Il fit signe à Menneville, qui écoutait tout cela d’un air composé.

— Menneville, dit-il, venez avec moi. Adieu mes braves; je ne vous recommande pas d’être discrets.

Menneville le suivit, tandis que les salutations des auxiliaires se mêlaient au doux bruit de l’or tintant dans leurs poches.

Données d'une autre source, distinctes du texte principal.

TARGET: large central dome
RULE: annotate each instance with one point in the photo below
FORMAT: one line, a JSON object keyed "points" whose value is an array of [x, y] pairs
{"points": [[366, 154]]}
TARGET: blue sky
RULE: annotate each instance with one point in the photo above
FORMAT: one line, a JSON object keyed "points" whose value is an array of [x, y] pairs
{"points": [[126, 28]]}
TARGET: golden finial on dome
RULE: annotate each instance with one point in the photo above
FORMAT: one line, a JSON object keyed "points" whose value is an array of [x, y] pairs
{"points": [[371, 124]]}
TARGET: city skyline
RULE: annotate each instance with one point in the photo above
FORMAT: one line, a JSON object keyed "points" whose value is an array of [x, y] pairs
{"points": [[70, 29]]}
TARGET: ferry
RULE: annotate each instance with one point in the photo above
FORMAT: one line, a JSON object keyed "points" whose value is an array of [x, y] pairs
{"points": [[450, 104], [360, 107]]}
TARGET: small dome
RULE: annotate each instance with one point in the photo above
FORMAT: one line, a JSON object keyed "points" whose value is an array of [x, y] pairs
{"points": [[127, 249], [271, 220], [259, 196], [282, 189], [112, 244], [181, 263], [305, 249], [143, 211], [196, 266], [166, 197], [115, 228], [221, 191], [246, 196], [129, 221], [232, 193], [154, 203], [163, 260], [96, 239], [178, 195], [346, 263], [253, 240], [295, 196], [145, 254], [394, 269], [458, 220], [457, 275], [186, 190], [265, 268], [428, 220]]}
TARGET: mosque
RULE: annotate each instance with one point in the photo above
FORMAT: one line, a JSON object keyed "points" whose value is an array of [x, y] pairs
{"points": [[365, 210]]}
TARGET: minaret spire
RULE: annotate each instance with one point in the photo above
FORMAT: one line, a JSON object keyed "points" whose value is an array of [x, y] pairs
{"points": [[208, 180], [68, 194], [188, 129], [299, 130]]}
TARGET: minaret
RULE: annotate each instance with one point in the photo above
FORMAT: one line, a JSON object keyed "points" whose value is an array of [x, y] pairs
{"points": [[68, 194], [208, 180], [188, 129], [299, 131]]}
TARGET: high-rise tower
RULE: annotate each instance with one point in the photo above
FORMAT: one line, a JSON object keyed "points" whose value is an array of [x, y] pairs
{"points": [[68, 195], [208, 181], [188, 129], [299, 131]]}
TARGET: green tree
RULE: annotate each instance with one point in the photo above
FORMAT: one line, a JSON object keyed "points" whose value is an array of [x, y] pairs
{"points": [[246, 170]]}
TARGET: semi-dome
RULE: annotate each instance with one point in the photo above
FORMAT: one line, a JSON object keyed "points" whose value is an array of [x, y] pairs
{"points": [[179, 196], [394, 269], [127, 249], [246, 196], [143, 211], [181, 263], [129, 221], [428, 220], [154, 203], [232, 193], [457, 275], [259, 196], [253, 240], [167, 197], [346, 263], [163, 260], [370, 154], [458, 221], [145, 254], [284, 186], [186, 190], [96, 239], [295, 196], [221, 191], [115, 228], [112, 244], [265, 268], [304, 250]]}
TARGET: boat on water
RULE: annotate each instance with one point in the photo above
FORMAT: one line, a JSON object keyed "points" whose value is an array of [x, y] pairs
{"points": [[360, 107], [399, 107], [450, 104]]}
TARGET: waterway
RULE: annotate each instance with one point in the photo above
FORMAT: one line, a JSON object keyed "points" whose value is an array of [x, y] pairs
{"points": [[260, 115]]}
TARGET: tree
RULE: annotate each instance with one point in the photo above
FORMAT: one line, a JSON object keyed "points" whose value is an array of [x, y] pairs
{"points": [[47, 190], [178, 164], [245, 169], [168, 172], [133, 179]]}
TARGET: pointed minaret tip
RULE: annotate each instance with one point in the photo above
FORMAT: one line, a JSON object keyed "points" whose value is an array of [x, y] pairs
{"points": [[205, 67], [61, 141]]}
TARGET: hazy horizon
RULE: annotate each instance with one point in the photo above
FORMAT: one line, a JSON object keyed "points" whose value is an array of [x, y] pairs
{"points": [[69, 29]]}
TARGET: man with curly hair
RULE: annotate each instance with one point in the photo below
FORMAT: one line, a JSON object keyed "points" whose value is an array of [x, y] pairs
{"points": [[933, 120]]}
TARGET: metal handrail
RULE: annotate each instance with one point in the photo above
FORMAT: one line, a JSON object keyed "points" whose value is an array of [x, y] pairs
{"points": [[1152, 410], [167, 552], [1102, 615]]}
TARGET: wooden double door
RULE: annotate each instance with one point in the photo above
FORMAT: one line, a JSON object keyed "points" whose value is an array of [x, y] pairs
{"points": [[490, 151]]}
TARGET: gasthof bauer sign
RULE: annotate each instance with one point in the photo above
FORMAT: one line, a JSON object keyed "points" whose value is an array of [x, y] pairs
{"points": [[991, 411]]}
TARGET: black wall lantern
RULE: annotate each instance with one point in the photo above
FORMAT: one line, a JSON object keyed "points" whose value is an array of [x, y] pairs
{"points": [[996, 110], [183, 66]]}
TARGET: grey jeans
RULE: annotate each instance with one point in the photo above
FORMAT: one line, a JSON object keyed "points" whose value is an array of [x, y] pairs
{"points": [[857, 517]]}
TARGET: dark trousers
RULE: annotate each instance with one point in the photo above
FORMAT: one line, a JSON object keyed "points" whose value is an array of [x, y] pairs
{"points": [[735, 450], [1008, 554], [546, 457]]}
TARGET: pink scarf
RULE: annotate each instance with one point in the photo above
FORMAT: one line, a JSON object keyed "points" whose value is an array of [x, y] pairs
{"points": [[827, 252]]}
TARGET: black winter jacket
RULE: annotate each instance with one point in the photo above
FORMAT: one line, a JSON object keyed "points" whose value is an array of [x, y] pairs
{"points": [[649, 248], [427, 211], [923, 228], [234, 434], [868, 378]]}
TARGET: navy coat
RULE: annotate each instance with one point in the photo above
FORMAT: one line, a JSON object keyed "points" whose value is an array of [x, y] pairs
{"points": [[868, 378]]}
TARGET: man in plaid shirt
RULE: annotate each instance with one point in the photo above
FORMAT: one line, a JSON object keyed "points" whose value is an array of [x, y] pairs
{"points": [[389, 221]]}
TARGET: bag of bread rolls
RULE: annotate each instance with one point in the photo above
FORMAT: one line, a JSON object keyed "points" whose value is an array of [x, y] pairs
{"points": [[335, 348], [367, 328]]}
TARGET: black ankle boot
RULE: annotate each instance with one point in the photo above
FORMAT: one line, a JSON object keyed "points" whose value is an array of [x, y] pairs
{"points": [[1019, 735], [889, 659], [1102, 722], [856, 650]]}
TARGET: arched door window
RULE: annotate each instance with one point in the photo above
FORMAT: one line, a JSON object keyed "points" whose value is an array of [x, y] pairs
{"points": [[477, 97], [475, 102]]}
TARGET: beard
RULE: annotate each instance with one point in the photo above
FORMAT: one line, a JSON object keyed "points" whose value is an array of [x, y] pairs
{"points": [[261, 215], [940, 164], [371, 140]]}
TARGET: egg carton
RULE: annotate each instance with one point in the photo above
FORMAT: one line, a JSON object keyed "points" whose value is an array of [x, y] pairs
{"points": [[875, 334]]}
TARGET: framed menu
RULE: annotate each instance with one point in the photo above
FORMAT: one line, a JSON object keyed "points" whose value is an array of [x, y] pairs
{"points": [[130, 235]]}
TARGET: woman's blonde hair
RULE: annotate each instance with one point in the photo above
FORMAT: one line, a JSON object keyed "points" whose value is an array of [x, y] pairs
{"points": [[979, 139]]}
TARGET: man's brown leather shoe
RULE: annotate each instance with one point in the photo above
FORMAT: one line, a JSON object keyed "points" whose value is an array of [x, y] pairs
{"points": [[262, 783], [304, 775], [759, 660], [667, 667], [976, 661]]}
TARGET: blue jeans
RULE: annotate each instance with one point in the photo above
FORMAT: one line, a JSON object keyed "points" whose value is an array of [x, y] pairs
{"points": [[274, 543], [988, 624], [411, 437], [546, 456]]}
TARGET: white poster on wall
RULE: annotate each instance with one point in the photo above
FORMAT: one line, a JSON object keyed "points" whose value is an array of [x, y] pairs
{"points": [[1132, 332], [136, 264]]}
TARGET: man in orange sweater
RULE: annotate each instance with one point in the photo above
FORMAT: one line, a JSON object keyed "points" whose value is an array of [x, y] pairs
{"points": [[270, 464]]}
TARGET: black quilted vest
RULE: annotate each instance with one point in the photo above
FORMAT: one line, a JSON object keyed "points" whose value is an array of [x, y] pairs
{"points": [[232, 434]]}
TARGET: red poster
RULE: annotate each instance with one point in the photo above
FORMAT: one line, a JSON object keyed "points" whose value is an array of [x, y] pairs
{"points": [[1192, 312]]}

— Menneville, dit d’Artagnan une fois dans la rue, vous n’êtes pas dupe, prenez garde de le devenir; vous ne me faites pas l’effet d’avoir peur des potences de Monck ni de la Bastille de Sa Majesté le roi Louis XIV, mais vous me ferez bien la grâce d’avoir peur de moi. Eh bien! écoutez: Au moindre mot qui vous échapperait, je vous tuerais comme un poulet. J’ai déjà dans ma poche l’absolution de notre Saint-Père le pape.

— Je vous assure que je ne sais absolument rien, mon cher monsieur d’Artagnan, et que toutes vos paroles sont pour moi articles de foi.